Com as informações e demandas levantadas nesse processo, estamos realizando diversas atividades: um abaixo-assinado junto a movimentos sociais em todo o país que queremos apresentar aos candidatos aos governos dos estados, junto com a carta política; articulação com o Fórum Nacional Reforma Urbana e Movimentos Locais para levar à reunião da UN Habitat, em 2016, a demanda para que o direito à cidade seja reconhecido como um direito humano. A ActionAid gostaria que o debate por cidades seguras ocupasse um papel central neste diálogo. Em novembro, levaremos a plataforma de cidades seguras para o seminário internacional de direito à cidade, em São Paulo.

Realizamos também lanternaços na comunidade de Passarinho, em Recife, e na cidade de Upanema, no Rio Grande do Norte. Descobrimos que, motivadas pelo medo da escuridão, muitas mulheres andavam com lanternas nas bolsas. Convidamos então as moradoras para percorrer pontos críticos desses locais com as lanternas nas mãos, para denunciar o problema da falta de iluminação. Em Upanema, no dia seguinte à ação, uma das participantes nos comunicou que a empresa de energia estava consertando os postes de sua rua. Estamos com um lanternaço agendado para 08 de setembro em Heliópolis (SP). Temos ainda uma plataforma digital da campanha, onde as pessoas podem ler textos e assistir a vídeos que retratam como o medo da violência nas cidades impacta as vidas das mulheres.

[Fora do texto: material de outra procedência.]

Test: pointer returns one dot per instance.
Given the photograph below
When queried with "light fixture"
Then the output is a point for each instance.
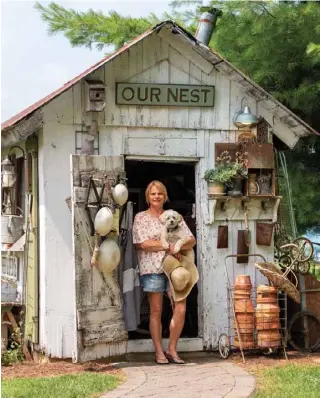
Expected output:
(8, 180)
(245, 118)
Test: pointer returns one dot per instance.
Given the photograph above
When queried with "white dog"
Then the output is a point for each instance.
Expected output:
(173, 234)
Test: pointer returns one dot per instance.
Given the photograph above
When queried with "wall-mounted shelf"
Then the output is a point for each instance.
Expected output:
(234, 207)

Além disso, estamos com uma ação voltada para as redes sociais, em que as pessoas podem postar mensagens de apoio e engajamento com a campanha com a #cidadesegurasporque. Todo o conteúdo aparece no tumblr www.cidadessegurasporque.tumblr.com

Quais são os principais aspectos das cidades que podem ter melhorias significativas para a população feminina?

A precariedade e até a inexistência dos serviços públicos básicos aumentam ainda mais a vulnerabilidade das mulheres à violência, na medida em que limitam o exercício do Direito à Cidade. É preciso ter em mente que um planejamento urbano sensível a gênero com serviços públicos de qualidade e direito à cidade é pilar fundamental para trazer mudanças significativas nas vidas das mulheres.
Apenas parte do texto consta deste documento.